Ce fameux système des trois jours, donc. Outre le fait qu'il arrive à donner une réelle consistance à l'univers ainsi qu'à faire pleinement ressentir les enjeux du titre, qui s'en voient d'autant plus justifiés qu'ils ne sont pas un bête prétexte scénaristique, il s'agit véritablement du coeur du jeu : il n'est pas une feature parmi d'autres, il est le point central ou le socle sur lequel reposent tous les éléments de son game-design. Ce qui influe de façon directe sur la façon dont est structuré ce Zelda, décomposé en un hub principal, Bourg-Clocher, qui fait office de place centrale, autour de laquelle gravitent quatre régions que le joueur sera amené à découvrir dans un ordre prédéfini (en théorie du moins). Ce n'est pas anodin, tous les chemins ramènent à Bourg-Clocher, et c'est même tout à fait logique au vu de la place centrale que revêt cette ville dans le contexte scénaristique et la symbolique du jeu, et encore davantage au vu du fait que le système des trois jours ne permet simplement pas une progression continue dans le temps, à l'inverse de ses devanciers.

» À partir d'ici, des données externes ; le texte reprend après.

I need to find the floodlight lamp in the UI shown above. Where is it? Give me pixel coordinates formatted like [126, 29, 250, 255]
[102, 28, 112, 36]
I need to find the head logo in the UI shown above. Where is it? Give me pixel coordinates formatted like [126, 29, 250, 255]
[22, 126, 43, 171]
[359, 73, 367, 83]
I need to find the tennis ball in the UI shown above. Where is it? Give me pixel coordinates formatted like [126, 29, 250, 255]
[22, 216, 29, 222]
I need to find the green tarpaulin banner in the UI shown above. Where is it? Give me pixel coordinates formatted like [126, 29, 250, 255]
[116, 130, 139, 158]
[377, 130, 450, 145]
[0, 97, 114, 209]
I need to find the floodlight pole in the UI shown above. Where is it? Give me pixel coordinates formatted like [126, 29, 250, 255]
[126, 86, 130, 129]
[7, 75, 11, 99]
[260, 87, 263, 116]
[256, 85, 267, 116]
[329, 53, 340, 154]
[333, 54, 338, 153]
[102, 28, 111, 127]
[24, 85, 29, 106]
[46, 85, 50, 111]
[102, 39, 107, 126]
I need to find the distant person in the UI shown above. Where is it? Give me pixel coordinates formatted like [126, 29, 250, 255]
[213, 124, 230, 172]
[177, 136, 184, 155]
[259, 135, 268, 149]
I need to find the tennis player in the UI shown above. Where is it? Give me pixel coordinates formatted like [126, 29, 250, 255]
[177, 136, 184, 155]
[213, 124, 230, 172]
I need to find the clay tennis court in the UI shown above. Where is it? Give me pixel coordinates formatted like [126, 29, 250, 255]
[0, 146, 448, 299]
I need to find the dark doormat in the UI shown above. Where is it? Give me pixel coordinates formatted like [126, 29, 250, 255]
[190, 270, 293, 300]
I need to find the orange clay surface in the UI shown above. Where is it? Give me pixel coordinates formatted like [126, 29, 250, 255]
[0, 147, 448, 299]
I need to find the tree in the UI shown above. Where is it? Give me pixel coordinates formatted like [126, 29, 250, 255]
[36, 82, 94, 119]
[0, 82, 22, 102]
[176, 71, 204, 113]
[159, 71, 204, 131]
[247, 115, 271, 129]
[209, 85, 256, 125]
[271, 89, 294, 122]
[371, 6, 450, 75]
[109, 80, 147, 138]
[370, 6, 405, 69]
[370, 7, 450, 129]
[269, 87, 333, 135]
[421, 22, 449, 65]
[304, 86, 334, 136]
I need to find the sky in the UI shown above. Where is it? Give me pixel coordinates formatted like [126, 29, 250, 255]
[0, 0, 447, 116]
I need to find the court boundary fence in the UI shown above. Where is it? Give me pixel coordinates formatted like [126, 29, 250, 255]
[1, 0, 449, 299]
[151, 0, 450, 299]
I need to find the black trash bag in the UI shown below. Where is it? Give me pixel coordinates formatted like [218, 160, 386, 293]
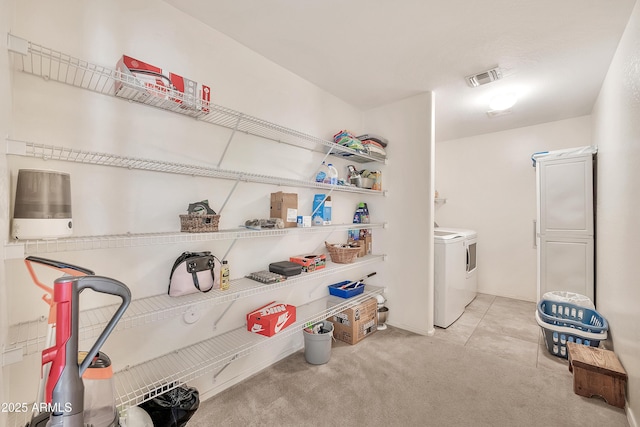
[139, 385, 200, 427]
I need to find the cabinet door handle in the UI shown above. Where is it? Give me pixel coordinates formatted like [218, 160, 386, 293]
[533, 219, 537, 249]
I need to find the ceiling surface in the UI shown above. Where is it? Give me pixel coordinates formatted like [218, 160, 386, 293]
[163, 0, 636, 142]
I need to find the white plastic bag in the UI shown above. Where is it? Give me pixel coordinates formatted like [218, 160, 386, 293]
[542, 291, 595, 309]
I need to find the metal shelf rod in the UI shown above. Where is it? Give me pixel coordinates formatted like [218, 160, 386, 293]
[6, 139, 385, 196]
[4, 222, 385, 258]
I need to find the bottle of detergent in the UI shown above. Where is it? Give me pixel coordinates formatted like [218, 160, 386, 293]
[348, 203, 365, 241]
[327, 163, 338, 185]
[361, 203, 370, 224]
[315, 162, 330, 183]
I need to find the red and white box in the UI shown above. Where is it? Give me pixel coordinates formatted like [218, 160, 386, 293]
[247, 301, 296, 337]
[114, 55, 210, 113]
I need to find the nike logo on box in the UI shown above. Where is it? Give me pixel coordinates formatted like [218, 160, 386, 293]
[274, 312, 291, 334]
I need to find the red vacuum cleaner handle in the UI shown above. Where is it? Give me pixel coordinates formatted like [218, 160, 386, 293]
[41, 279, 73, 404]
[42, 275, 131, 415]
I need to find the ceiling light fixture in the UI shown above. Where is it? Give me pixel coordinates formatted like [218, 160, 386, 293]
[489, 93, 518, 111]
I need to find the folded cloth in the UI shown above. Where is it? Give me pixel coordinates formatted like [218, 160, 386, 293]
[357, 133, 388, 147]
[366, 145, 387, 157]
[361, 139, 387, 157]
[361, 139, 385, 149]
[333, 130, 365, 151]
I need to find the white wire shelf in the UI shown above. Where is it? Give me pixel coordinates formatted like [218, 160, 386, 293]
[6, 139, 385, 197]
[114, 285, 384, 409]
[4, 222, 384, 258]
[6, 285, 383, 426]
[7, 34, 385, 165]
[5, 254, 385, 361]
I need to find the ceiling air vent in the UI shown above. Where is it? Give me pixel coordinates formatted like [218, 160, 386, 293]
[486, 108, 513, 118]
[466, 67, 503, 87]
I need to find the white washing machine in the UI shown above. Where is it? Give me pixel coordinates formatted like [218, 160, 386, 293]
[434, 230, 467, 328]
[436, 227, 478, 306]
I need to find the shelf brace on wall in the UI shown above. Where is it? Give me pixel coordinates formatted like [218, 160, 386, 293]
[312, 228, 340, 254]
[217, 177, 241, 216]
[222, 238, 238, 261]
[212, 299, 236, 330]
[213, 354, 238, 381]
[309, 146, 336, 181]
[309, 188, 335, 218]
[217, 114, 243, 168]
[310, 188, 338, 253]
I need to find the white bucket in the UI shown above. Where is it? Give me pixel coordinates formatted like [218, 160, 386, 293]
[303, 321, 334, 365]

Le faible nombre de véritables donjons trouve alors une explication, même si à l'exemple d'Ocarina, le jeu est également constitué de zones précédant l'entrée dans un nouveau temple, seulement à l'inverse de ce dernier, elles se veulent plus vastes et riches en interactions, et moins différenciées des autres phases de jeu. Concernant les donjons, s'ils ne sont qu'au nombre de quatre, ils sont pour la plupart très réussis, chacun d'entre eux s'articulant autour d'une idée de progression via leur salle centrale. Plus verticaux que la moyenne, ils tirent également parti et ce de façon ingénieuse des masques de transformation, dont l'utilisation n'est plus réservée à un usage spécifique ou limité dans le temps, et qui permettent d'envisager des approches différentes, quand bien même ils permettent souvent la résolution de mini-puzzles, tels que l'activation d'un mécanisme ou l'obtention d'une fée égarée, sorte de challenge optionnel qui permet une relecture intéressante de certains donjons.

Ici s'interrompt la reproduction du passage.